Binghamton University has acknowledged the problem and is working on a solution, officials said, despite the fact that Chang said she “hasn’t heard anything yet.”
“We have been de-tripling the rooms since day one,” Grace Hoefner, associate director of Residential Life, said.
At the start of the semester there were 282 forced triples, and now the number has been reduced to 241, Hoefner said. However, there have still been complaints from parents and students about the undesirable living situation.
“Nobody wants it, and it’s not what we want to offer,” Hoefner said.
She added that many people understand the situation, due to the high enrollment the University has taken on.
Chang and one of her roommates, Stefanie Rulli, are coping. So far they don’t have any problems with their room, they said.
“You get used to it,” Rulli, also a freshman, said. “You just have to be considerate.”
Chang said she knows other freshmen who live in triples, and that the students she knows of are getting along with their roommates and don’t mind the situation either.
Rulli and Chang agreed that although they haven’t had any real conflicts, they are rarely alone.
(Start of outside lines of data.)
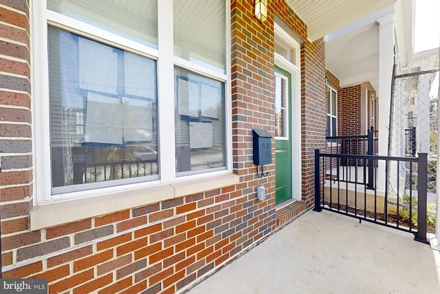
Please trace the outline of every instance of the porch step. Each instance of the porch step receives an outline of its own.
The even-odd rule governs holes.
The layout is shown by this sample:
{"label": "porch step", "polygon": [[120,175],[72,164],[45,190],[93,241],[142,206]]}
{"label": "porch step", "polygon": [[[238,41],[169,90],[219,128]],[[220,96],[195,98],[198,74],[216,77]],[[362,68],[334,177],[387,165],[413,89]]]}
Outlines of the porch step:
{"label": "porch step", "polygon": [[307,209],[305,201],[298,200],[276,209],[276,227],[278,227],[292,220]]}

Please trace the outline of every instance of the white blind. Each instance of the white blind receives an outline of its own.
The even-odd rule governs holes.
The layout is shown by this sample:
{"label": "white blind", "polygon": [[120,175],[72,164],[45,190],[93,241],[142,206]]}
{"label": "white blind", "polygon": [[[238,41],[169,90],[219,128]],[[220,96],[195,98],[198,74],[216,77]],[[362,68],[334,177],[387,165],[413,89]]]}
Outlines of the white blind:
{"label": "white blind", "polygon": [[224,72],[224,0],[174,0],[174,51],[184,59]]}
{"label": "white blind", "polygon": [[47,0],[47,8],[157,48],[157,0]]}

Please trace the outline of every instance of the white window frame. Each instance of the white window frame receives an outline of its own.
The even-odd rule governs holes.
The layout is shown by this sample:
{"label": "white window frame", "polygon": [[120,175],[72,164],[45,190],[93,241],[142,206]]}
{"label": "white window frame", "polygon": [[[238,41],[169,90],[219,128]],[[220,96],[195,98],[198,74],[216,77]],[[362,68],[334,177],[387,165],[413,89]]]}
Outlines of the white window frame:
{"label": "white window frame", "polygon": [[[280,107],[281,109],[285,110],[285,115],[283,117],[283,120],[282,122],[283,123],[283,128],[285,130],[285,133],[287,136],[276,136],[275,137],[275,138],[276,140],[289,140],[289,134],[290,134],[290,126],[289,125],[289,117],[290,116],[290,112],[289,112],[289,109],[290,109],[290,105],[289,103],[289,79],[285,76],[283,74],[278,74],[278,72],[275,72],[275,76],[281,78],[281,80],[284,81],[284,83],[282,83],[281,85],[284,85],[284,92],[286,93],[287,94],[285,95],[284,97],[282,97],[282,99],[284,99],[284,107]],[[283,105],[283,103],[281,103],[281,105]]]}
{"label": "white window frame", "polygon": [[[232,174],[232,103],[230,88],[230,1],[226,1],[226,25],[225,28],[226,64],[226,72],[221,73],[211,68],[184,60],[173,54],[173,0],[158,0],[158,48],[160,50],[138,43],[127,38],[122,37],[110,32],[98,28],[93,25],[67,17],[60,13],[46,9],[45,0],[32,1],[33,16],[32,28],[33,43],[32,54],[32,81],[34,109],[33,125],[35,181],[34,185],[34,204],[37,206],[45,203],[54,202],[54,200],[68,199],[83,199],[91,196],[106,196],[109,195],[122,196],[129,190],[144,194],[149,191],[161,189],[169,192],[170,185],[173,187],[171,195],[160,193],[160,196],[151,198],[146,197],[143,203],[155,202],[157,199],[169,199],[186,195],[186,193],[196,193],[206,189],[214,189],[217,186],[236,183],[238,177],[231,177]],[[52,195],[52,171],[50,160],[50,117],[47,115],[50,109],[49,91],[49,66],[47,58],[47,25],[53,25],[57,28],[68,29],[69,31],[81,36],[90,37],[98,41],[102,41],[111,45],[116,45],[127,51],[154,59],[157,63],[157,101],[158,101],[158,125],[160,128],[160,180],[138,183],[124,183],[110,187],[78,191],[61,194]],[[225,140],[226,140],[226,168],[222,171],[207,171],[203,174],[187,176],[176,176],[175,169],[175,118],[170,116],[170,112],[174,112],[174,67],[179,66],[204,76],[214,78],[224,83],[225,85]],[[166,129],[166,132],[160,130]],[[224,176],[223,178],[219,176]],[[217,178],[216,180],[211,180]],[[228,180],[226,180],[227,179]],[[192,180],[200,182],[206,180],[206,185],[194,186]],[[210,184],[209,184],[210,183]],[[152,190],[153,189],[153,190]],[[167,192],[167,193],[168,193]],[[164,194],[164,195],[162,195]],[[127,205],[129,205],[127,204]],[[130,204],[135,205],[135,204]],[[132,206],[133,207],[133,206]],[[118,207],[120,210],[123,207]],[[35,226],[32,226],[35,227]],[[38,225],[36,225],[38,227]]]}
{"label": "white window frame", "polygon": [[[333,136],[333,129],[332,129],[332,124],[331,124],[331,118],[336,118],[336,136],[338,136],[338,91],[336,90],[336,89],[335,89],[333,87],[332,87],[331,85],[330,85],[329,84],[327,83],[327,88],[330,90],[330,93],[333,93],[334,92],[335,93],[335,96],[333,97],[333,95],[331,94],[331,97],[330,97],[330,113],[327,112],[327,117],[330,117],[330,125],[327,126],[327,127],[330,128],[330,129],[329,129],[329,134],[330,135],[330,136]],[[333,115],[331,114],[332,110],[333,110],[333,103],[331,103],[331,100],[332,99],[336,99],[336,115]],[[328,109],[328,106],[327,106],[327,109]]]}

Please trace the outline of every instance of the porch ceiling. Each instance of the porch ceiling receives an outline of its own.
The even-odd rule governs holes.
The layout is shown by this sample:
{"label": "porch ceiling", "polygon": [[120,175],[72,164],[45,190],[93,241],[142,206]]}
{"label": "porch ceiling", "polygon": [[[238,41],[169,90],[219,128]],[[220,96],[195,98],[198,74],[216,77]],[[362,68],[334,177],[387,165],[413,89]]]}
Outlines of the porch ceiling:
{"label": "porch ceiling", "polygon": [[393,13],[397,0],[285,0],[307,25],[308,39],[324,37],[326,68],[342,87],[379,78],[377,20]]}
{"label": "porch ceiling", "polygon": [[314,41],[396,0],[285,1],[306,23],[309,40]]}

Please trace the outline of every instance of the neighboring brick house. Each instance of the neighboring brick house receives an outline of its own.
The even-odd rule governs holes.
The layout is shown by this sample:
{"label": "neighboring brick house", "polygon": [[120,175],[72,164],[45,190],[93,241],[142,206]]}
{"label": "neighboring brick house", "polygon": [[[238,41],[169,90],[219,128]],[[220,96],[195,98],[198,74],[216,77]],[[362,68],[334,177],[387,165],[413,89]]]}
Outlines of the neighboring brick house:
{"label": "neighboring brick house", "polygon": [[338,136],[366,135],[372,127],[377,130],[378,99],[373,85],[365,82],[342,88],[329,70],[326,78],[327,87],[337,94]]}
{"label": "neighboring brick house", "polygon": [[[45,277],[50,293],[181,291],[312,207],[314,149],[325,146],[324,43],[307,39],[306,25],[285,1],[270,1],[268,19],[260,23],[253,1],[217,1],[220,16],[203,19],[161,0],[144,12],[158,14],[151,18],[155,23],[142,24],[157,25],[147,36],[131,27],[121,33],[99,16],[96,23],[82,23],[93,12],[69,10],[69,1],[62,7],[48,1],[50,9],[45,2],[0,0],[3,277]],[[224,3],[230,10],[221,8]],[[174,19],[181,27],[174,30],[167,22],[173,21],[170,9],[182,12]],[[127,10],[129,20],[140,11]],[[212,55],[200,44],[188,49],[191,36],[184,34],[185,21],[203,27],[208,19],[220,24],[218,37],[208,41],[223,46]],[[257,175],[252,157],[252,129],[275,137],[274,81],[289,74],[275,67],[284,57],[274,54],[276,26],[298,45],[292,67],[300,70],[300,105],[292,109],[300,122],[293,175],[300,183],[294,194],[300,195],[278,209],[276,140],[266,176]],[[230,30],[222,36],[223,29]],[[179,43],[174,51],[167,46],[173,42],[170,31]],[[42,41],[47,39],[49,45]],[[104,70],[96,68],[100,59]],[[90,74],[98,72],[104,77]],[[154,82],[140,82],[141,74]],[[72,78],[77,79],[74,87]],[[102,87],[103,82],[111,85]],[[142,88],[144,83],[149,87]],[[210,100],[203,93],[218,103],[204,108]],[[191,95],[201,95],[195,106]],[[124,111],[128,127],[121,130]],[[129,120],[134,114],[151,120]],[[135,158],[124,157],[127,149]],[[102,154],[107,160],[113,156],[109,167],[100,163]],[[130,174],[125,178],[124,171]],[[142,177],[132,174],[140,171]],[[265,200],[256,198],[258,186],[265,187]]]}

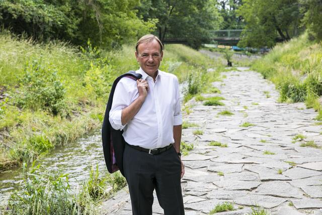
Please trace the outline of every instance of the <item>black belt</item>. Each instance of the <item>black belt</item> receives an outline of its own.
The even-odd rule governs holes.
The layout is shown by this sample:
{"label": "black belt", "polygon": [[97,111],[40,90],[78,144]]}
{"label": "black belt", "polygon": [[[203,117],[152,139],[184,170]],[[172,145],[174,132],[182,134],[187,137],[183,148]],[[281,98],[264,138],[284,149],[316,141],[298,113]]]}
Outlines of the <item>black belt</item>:
{"label": "black belt", "polygon": [[163,152],[166,152],[167,150],[171,149],[171,148],[173,147],[173,145],[170,144],[169,146],[167,146],[166,147],[162,148],[148,150],[147,149],[142,148],[142,147],[139,147],[138,146],[133,146],[129,144],[128,144],[128,145],[133,149],[135,149],[136,150],[142,152],[147,152],[150,155],[158,155],[159,154],[162,153]]}

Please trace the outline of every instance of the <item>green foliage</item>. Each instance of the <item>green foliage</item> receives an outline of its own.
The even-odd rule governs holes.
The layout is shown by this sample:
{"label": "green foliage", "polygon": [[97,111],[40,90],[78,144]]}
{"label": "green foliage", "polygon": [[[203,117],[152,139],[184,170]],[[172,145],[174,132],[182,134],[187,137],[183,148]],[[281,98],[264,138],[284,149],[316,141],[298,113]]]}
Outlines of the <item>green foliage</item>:
{"label": "green foliage", "polygon": [[220,101],[220,100],[223,99],[225,99],[220,96],[207,98],[207,100],[203,103],[203,105],[206,106],[224,106],[225,104]]}
{"label": "green foliage", "polygon": [[247,127],[254,126],[255,126],[255,124],[252,124],[249,122],[245,122],[240,125],[240,127]]}
{"label": "green foliage", "polygon": [[320,147],[319,147],[316,144],[315,144],[313,140],[308,141],[306,142],[301,144],[300,145],[301,147],[312,147],[313,148],[319,149]]}
{"label": "green foliage", "polygon": [[[24,165],[26,171],[27,164]],[[68,174],[50,174],[42,169],[42,174],[35,171],[40,166],[31,167],[25,172],[23,190],[15,191],[9,200],[8,207],[13,214],[76,214],[77,206],[71,194]]]}
{"label": "green foliage", "polygon": [[226,144],[222,144],[220,142],[217,141],[211,141],[208,144],[209,146],[220,147],[227,147]]}
{"label": "green foliage", "polygon": [[138,3],[4,0],[0,3],[0,23],[39,40],[57,38],[84,45],[90,38],[95,45],[120,47],[155,28],[156,20],[144,22],[136,16],[134,8]]}
{"label": "green foliage", "polygon": [[197,123],[189,122],[185,121],[184,121],[183,123],[182,123],[182,129],[187,129],[191,127],[199,127],[199,125]]}
{"label": "green foliage", "polygon": [[143,0],[137,7],[144,20],[157,19],[156,33],[162,41],[185,38],[194,48],[210,41],[209,30],[221,20],[214,1]]}
{"label": "green foliage", "polygon": [[300,0],[300,2],[302,12],[305,13],[303,23],[314,38],[322,40],[322,22],[320,19],[322,2],[317,0]]}
{"label": "green foliage", "polygon": [[38,61],[28,63],[20,81],[21,93],[16,99],[18,107],[33,110],[42,109],[54,115],[66,116],[65,90],[53,66],[45,67]]}
{"label": "green foliage", "polygon": [[265,209],[260,207],[252,207],[250,213],[247,215],[270,215],[270,213]]}
{"label": "green foliage", "polygon": [[233,204],[230,202],[225,201],[222,203],[218,203],[215,206],[215,207],[210,210],[210,214],[213,214],[220,212],[229,211],[233,210]]}
{"label": "green foliage", "polygon": [[238,10],[246,23],[240,47],[273,47],[275,38],[283,41],[298,35],[301,17],[298,0],[245,0]]}
{"label": "green foliage", "polygon": [[189,152],[193,149],[193,144],[187,144],[185,142],[181,142],[180,144],[180,152],[184,155],[188,155]]}
{"label": "green foliage", "polygon": [[295,136],[292,138],[293,139],[293,142],[296,142],[297,141],[301,141],[304,140],[306,138],[305,136],[300,133],[295,135]]}
{"label": "green foliage", "polygon": [[194,130],[192,133],[195,135],[202,135],[203,134],[203,131],[201,129],[198,129]]}
{"label": "green foliage", "polygon": [[218,113],[219,115],[222,115],[224,116],[231,116],[233,115],[233,113],[227,110],[223,110],[221,112]]}
{"label": "green foliage", "polygon": [[272,152],[270,152],[268,150],[265,150],[264,151],[264,152],[263,153],[263,155],[275,155],[275,153]]}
“I am almost always in here with someone else,” Chang said.
The pair laughed when they admitted how much time they spend together. Both girls said that now they are used to a lack of privacy and are not annoyed or frustrated by it.
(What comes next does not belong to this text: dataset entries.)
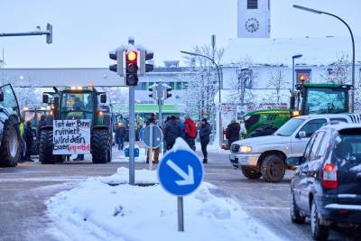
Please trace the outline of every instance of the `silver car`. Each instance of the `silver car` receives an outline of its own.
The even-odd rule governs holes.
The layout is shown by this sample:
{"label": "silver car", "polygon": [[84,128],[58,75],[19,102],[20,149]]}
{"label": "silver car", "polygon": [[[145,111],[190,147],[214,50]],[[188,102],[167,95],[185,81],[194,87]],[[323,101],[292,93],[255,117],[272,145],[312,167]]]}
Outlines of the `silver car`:
{"label": "silver car", "polygon": [[263,177],[264,181],[279,182],[286,169],[295,169],[286,164],[286,158],[301,156],[312,134],[329,122],[361,123],[361,116],[334,114],[293,117],[273,135],[233,143],[230,162],[240,167],[248,179]]}

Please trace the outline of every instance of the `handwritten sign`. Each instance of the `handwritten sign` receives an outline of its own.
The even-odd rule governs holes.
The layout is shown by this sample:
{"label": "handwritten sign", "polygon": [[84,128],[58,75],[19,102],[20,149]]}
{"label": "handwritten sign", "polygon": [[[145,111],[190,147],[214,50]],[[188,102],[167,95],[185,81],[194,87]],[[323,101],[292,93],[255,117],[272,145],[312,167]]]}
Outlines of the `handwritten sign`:
{"label": "handwritten sign", "polygon": [[90,120],[54,120],[52,153],[89,153],[90,125]]}

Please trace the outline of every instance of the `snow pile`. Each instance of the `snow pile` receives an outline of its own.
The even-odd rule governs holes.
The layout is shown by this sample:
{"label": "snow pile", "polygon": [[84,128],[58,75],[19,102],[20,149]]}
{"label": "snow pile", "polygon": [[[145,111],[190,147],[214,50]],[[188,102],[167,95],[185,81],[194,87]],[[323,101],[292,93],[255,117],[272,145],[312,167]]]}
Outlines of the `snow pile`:
{"label": "snow pile", "polygon": [[[108,185],[128,184],[129,169],[125,167],[120,167],[116,171],[116,173],[108,177],[98,177],[96,178],[95,180]],[[135,183],[137,184],[158,183],[157,172],[145,169],[135,170]]]}
{"label": "snow pile", "polygon": [[[129,148],[129,145],[125,148]],[[146,162],[146,149],[140,148],[135,145],[135,148],[139,148],[139,157],[135,157],[135,162]],[[113,148],[113,160],[112,162],[129,162],[129,157],[126,157],[125,151],[119,151],[117,148]]]}
{"label": "snow pile", "polygon": [[[137,175],[150,172],[156,175],[156,171]],[[177,231],[177,199],[159,185],[110,186],[88,179],[46,204],[56,222],[55,235],[62,240],[65,236],[69,240],[279,240],[233,199],[214,196],[213,188],[203,183],[184,198],[185,232]],[[54,227],[50,231],[55,232]]]}

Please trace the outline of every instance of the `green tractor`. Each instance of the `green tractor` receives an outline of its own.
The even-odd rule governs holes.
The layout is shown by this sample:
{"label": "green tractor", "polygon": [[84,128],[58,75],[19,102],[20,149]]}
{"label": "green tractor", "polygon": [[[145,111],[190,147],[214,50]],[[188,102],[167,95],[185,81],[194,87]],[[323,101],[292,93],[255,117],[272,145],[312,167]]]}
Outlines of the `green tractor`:
{"label": "green tractor", "polygon": [[26,124],[28,121],[32,124],[32,135],[34,137],[32,146],[32,155],[39,154],[39,135],[38,123],[42,116],[49,116],[51,107],[44,105],[28,105],[23,107],[21,116]]}
{"label": "green tractor", "polygon": [[290,109],[264,109],[247,113],[246,137],[273,134],[290,118],[297,116],[349,112],[350,85],[298,84],[290,98]]}
{"label": "green tractor", "polygon": [[[105,92],[93,87],[66,88],[60,91],[46,92],[42,102],[51,104],[52,116],[46,118],[46,126],[41,129],[39,161],[42,164],[62,162],[64,155],[54,155],[53,120],[91,120],[90,153],[93,163],[106,163],[112,159],[112,118],[111,114],[102,110],[106,103]],[[50,97],[51,97],[51,101]]]}

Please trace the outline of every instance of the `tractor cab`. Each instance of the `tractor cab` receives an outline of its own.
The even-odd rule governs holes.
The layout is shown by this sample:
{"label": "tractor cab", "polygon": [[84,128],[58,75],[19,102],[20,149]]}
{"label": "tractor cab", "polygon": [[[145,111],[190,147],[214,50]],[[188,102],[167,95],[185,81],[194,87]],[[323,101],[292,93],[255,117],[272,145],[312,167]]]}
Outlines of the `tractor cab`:
{"label": "tractor cab", "polygon": [[290,109],[256,110],[245,117],[246,137],[269,135],[297,116],[349,113],[351,85],[298,84]]}
{"label": "tractor cab", "polygon": [[350,85],[299,84],[290,107],[301,116],[348,113],[351,88]]}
So far space situations also haven’t posed an issue for these girls. They said they are making it work — two of them share a closet, and another gives up some desk space since there are only two.
After about a month in the room, it doesn’t even seem like the space is limited, “until you go into someone else’s room [a double] and you’re like, wow, this is big,” Rulli said.
BU is compensating tripled students with a reduced rate on room and board. The three students are being billed only for a standard double room — the fees of which are usually split between only two students — so the cost will be somewhat cheaper, but there is no word of any other form of compensation.
According to Hoefner, one reason this was such an issue this year was the large number of students who decided to remain on campus.
BU officials have to wait for rooms to open up, Hoefner said, adding that there will be more movement in January when the fall graduates leave, but there was no word about any current procedures.
When asked if she anticipates this problem to arise next year, Hoefner could not give a certain answer. She said that meetings with enrollment management will be happening soon, but she is unclear at this time as to what the outcome will be.